Here's how the NY Times today described what is going on with China's currency and foreign exchange reserves (emphasis mine):

HONG KONG — China is burning through its huge stockpile of foreign exchange reserves at the fastest pace yet as it seeks to prop up its currency and stem a rising tide of money flowing out of the country. 
Even after a record monthly decrease of nearly $100 billion, China still has the world’s biggest cache of foreign reserves, standing at $3.56 trillion at the end of last month, government data showed on Monday. 
The total has declined steadily from a peak of nearly $4 trillion in June of last year, as slowing economic growth caused investors to move money out of the country in search of better returns elsewhere. As a result, the Chinese central bank has had to sell huge amounts from its foreign reserves to maintain the strength of the nation’s currency, the renminbi.

In reality, the news out of China is not nearly as breathless.

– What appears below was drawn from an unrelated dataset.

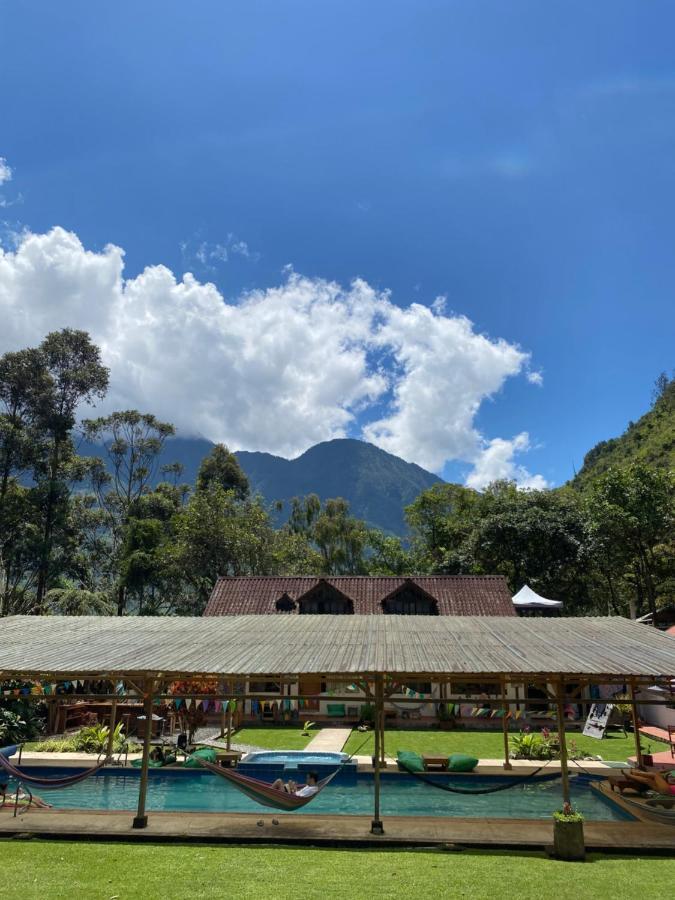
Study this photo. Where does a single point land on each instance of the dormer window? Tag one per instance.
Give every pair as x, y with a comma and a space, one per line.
410, 600
325, 600
285, 604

In August, China sold about $100 billion of its foreign exchange reserves, for a decline of 2.6%. China's reserves have now fallen by 11% from their all-time high just over a year ago. Since its all-time high early last year, the yuan has declined by about 5% vis a vis the dollar. The Chinese central bank is not seeking to "prop up" its currency; it is responding to what to date have been modest outflows of capital by lowering the yuan's peg to the dollar. 

This marks a reversal of the yuan's trend over the previous 20 years, to be sure, but it does not represent a radical policy departure. China has managed the yuan's currency peg on a consistent basis over the years, allowing the currency to appreciate as capital flowed into the country, and now, allowing the currency to depreciate as capital leaves the country. What this means is that China is no longer the powerhouse that it used to be and therefore its currency is not as attractive as it once was. The new reality in China is one of adjustment to slower growth. If capital continues to leave the country—as seems likely—the central bank will continue to shrink the Chinese monetary base and continue to adjust the yuan's peg downward until a new equilibrium is reached. This is all straight out of monetary policy textbooks. 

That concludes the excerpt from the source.